MapReduce Flashcards
What is MapReduce?
MapReduce is a programming model and implementation for processing and generating large data sets, where users specify a map function to generate intermediate key/value pairs and a reduce function to merge intermediate values by key.
What is the goal of MapReduce?
The goal is to support analytical jobs over large datasets by iterating over records, extracting data of interest, aggregating results, and saving the output to a distributed file system.
What does the map function do?
The map function processes input data by applying a function to each element, emitting key-value pairs as intermediate output.
What does the reduce function do?
The reduce function aggregates all values associated with the same key, combining them to produce the final output.
What are the origins of MapReduce?
MapReduce has its roots in functional programming, where the map and reduce (or fold) functions are used for processing collections.
How is the input data split for MapReduce?
The input is divided into fixed-size splits, ideally matching the size of a DFS block for better load balancing and faster processing.

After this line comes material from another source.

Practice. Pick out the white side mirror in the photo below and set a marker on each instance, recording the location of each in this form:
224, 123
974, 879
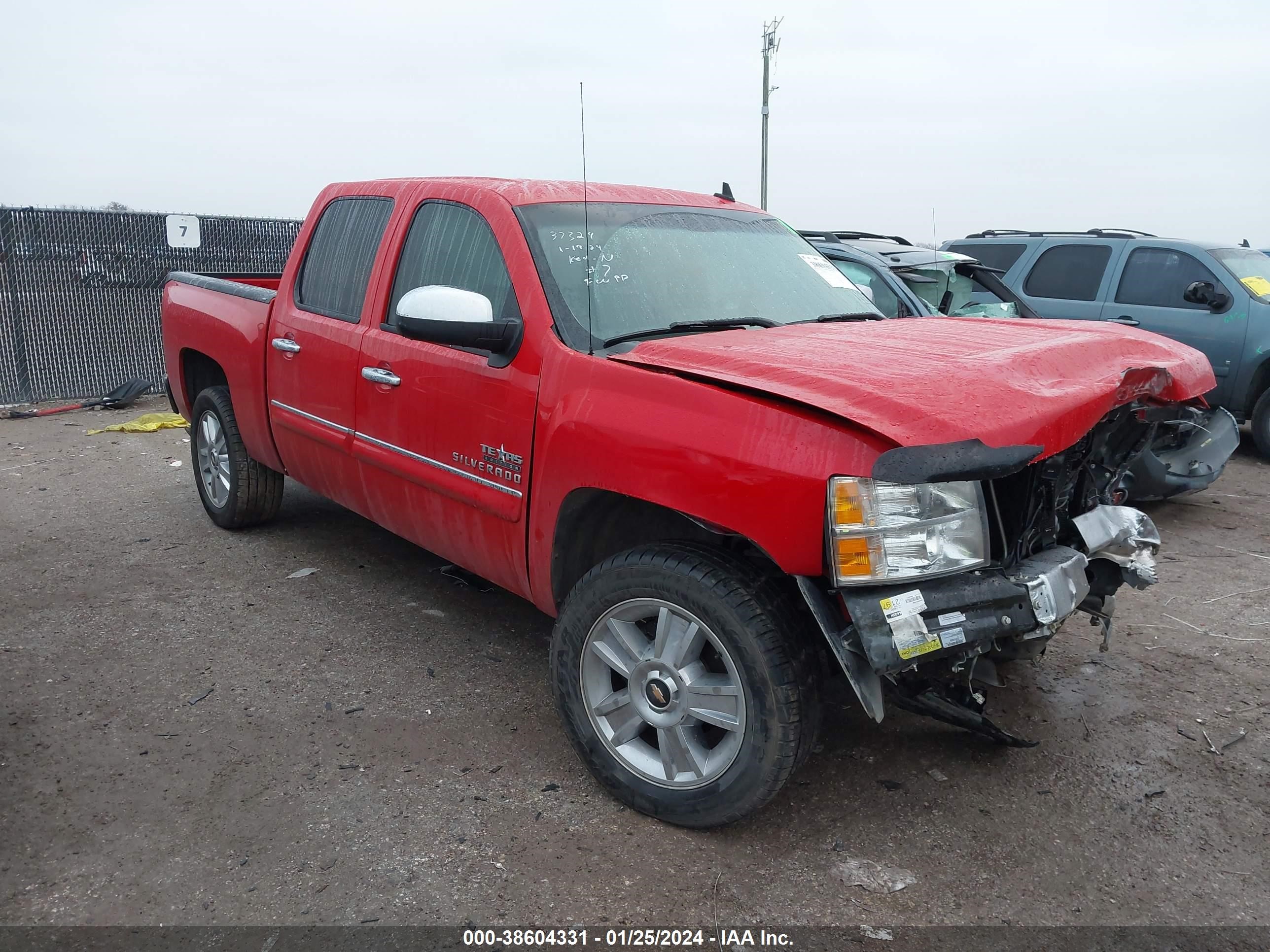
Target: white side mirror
437, 303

What happens during the shuffling phase?
The shuffling phase redistributes intermediate key-value pairs from map tasks to reduce tasks, ensuring all values for a given key are brought together.
What is the purpose of sorting in MapReduce?
Sorting organizes key-value pairs by key locally on each node during the shuffle phase to prepare for the reduce function’s aggregation step.
What is a combiner in MapReduce?
A combiner is a mini-reducer that performs local aggregation on map outputs to reduce the volume of data transferred during shuffling, minimizing network traffic.
When can a combiner be used?
A combiner can be used if the reduce function is associative and commutative, allowing some reduction to occur on the map side.
What is a partitioner in MapReduce?
A partitioner assigns each key-value pair from the map output to a specific reducer, based on a partitioning function (e.g., a hash function).
How is the number of reducers determined?
The number of reducers can be specified by the user or calculated by the system, with a balance between the number of available resources and job efficiency.
What is the Word Count problem in MapReduce?
It involves counting the number of occurrences of each word in a collection of documents using a map function to emit words with a value of 1 and a reduce function to sum counts for each word.
What is the purpose of a two-stage MapReduce job?
Complex MapReduce calculations can be broken down into multiple stages, where the output of one stage serves as input for the next, allowing for more advanced data processing workflows.
What challenges arise in partitioning MapReduce output?
Challenges include balancing data evenly across reducers and handling skewed distributions where some keys have significantly more values than others.